My mind was still abuzz with thoughts of crumbling cornbread, which in itself lends heart to so many things. I was not the first to consider its virtues. Cornbread is often the stuff of stuffing or dressing at Thanksgiving. The late, great Tammy Wynette wrote of her grandmother’s “Mississippi-Style Stuffed Bell Peppers” containing a filling of crumbled cornbread, corn, peas, tomatoes and ham. Even unembellished, “Cornbread In A Glass,” in Ernest Matthew Mickler’s “White Trash Cooking” (1986), has toasted cornbread crumbled into a drinking glass, drenched with buttermilk and eaten “with a long ice-tea spoon.”

But I was considering cornbread, crumbled, in a dessert. Cornbread crumble? Would it work? A Brown Betty uses bread crumbs as a dessert topping. Could the same be done with corny crumbs?

It was worth it to test it out. I made the game easier by whipping up a batch of mini corn muffins from boxed mixes, adding a little chopped fresh rosemary for enhanced flavor.
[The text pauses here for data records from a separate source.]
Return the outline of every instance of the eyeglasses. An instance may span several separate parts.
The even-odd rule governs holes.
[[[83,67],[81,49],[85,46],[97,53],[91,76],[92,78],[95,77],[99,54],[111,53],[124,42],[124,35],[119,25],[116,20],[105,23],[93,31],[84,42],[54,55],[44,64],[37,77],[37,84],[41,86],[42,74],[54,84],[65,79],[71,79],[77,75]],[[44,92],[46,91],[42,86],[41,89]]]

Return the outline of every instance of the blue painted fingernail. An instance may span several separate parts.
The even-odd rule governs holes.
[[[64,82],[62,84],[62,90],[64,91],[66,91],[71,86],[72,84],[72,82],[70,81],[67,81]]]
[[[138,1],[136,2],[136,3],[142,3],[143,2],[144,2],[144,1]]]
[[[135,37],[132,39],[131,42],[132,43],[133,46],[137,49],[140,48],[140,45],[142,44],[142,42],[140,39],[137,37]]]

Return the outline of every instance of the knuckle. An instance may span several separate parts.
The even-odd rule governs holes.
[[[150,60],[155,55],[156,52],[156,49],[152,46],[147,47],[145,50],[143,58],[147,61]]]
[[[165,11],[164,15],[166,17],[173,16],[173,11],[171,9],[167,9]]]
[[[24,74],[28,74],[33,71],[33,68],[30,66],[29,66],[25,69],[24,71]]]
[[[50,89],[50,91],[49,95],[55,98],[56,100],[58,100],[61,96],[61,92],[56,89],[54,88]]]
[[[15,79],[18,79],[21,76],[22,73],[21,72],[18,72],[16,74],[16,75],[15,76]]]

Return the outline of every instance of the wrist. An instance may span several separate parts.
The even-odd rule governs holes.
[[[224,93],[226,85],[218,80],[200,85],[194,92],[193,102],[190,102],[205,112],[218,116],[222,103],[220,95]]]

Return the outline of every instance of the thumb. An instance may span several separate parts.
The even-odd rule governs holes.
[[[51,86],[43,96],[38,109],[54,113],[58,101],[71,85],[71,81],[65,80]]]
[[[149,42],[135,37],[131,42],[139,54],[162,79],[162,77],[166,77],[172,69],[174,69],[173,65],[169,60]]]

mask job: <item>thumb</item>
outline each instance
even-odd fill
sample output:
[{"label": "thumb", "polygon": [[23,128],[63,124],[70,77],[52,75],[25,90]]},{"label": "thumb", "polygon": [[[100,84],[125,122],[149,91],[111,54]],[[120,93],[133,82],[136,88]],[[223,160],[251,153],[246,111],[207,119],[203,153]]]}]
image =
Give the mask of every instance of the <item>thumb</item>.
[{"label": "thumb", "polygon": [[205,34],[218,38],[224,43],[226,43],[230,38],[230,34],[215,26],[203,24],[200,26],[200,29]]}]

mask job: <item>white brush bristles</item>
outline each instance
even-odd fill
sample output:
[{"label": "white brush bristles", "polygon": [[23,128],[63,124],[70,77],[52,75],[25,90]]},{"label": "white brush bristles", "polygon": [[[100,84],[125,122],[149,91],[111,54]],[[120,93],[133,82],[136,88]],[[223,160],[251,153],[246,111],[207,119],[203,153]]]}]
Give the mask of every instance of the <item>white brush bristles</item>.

I crumbled about eight of the little muffins to total two cups. I decided to follow a standard crumble formula where the crumbled cornbread would stand in for the flour.

So I blended the cornbread, brown sugar, cinnamon and a stick of softened butter and, to further carry out a Southern flavor, some chopped pecans, mixing with my hands until it had the familiar feel of a crumble or crisp.

I kept my filling simple, too, using a canned light cherry pie filling (lower sugar), but one could certainly, easily make a filling of fresh or frozen sliced peaches or berries, mixed with some sugar and flour for thickening (there is room to interpret and create as you choose). I loaded the crumble topping over the filling and baked it off for about a half-hour.

Cornbread and pecans, atop a juicy filling…mmmmm, the elements here made it all extra buttery, with just enough delicate crunch. Cherry Cornbread Crumble would have to go into my regular rotation of favorite “c” desserts. Where there’s a cornbread, there’s a way….

Cherry Cornbread Crumble
Serves 4

2 cups crumbled cornbread
1 stick unsalted butter, softened to room temperature
1/2 cup light brown sugar
1/2 teaspoon cinnamon
1 teaspoon chopped fresh rosemary (optional)
1/2 cup chopped pecans
3 to 4 cups light cherry pie filling (or your favorite fruit pie filling)

Preheat oven to 350 degrees. Blend cornbread, butter, brown sugar, cinnamon, rosemary and pecans in a medium mixing bowl with your hands or a fork until the mixture is well-combined and has a cohesive, yet shaggy appearance (large, coarse crumbs).

Spread pie filling in an 8- or 9-inch square baking dish. Top evenly with cornbread mixture. Bake for 30 to 35 minutes or until crumble topping is browned and fruit is bubbling. Serve with whipped cream or ice cream.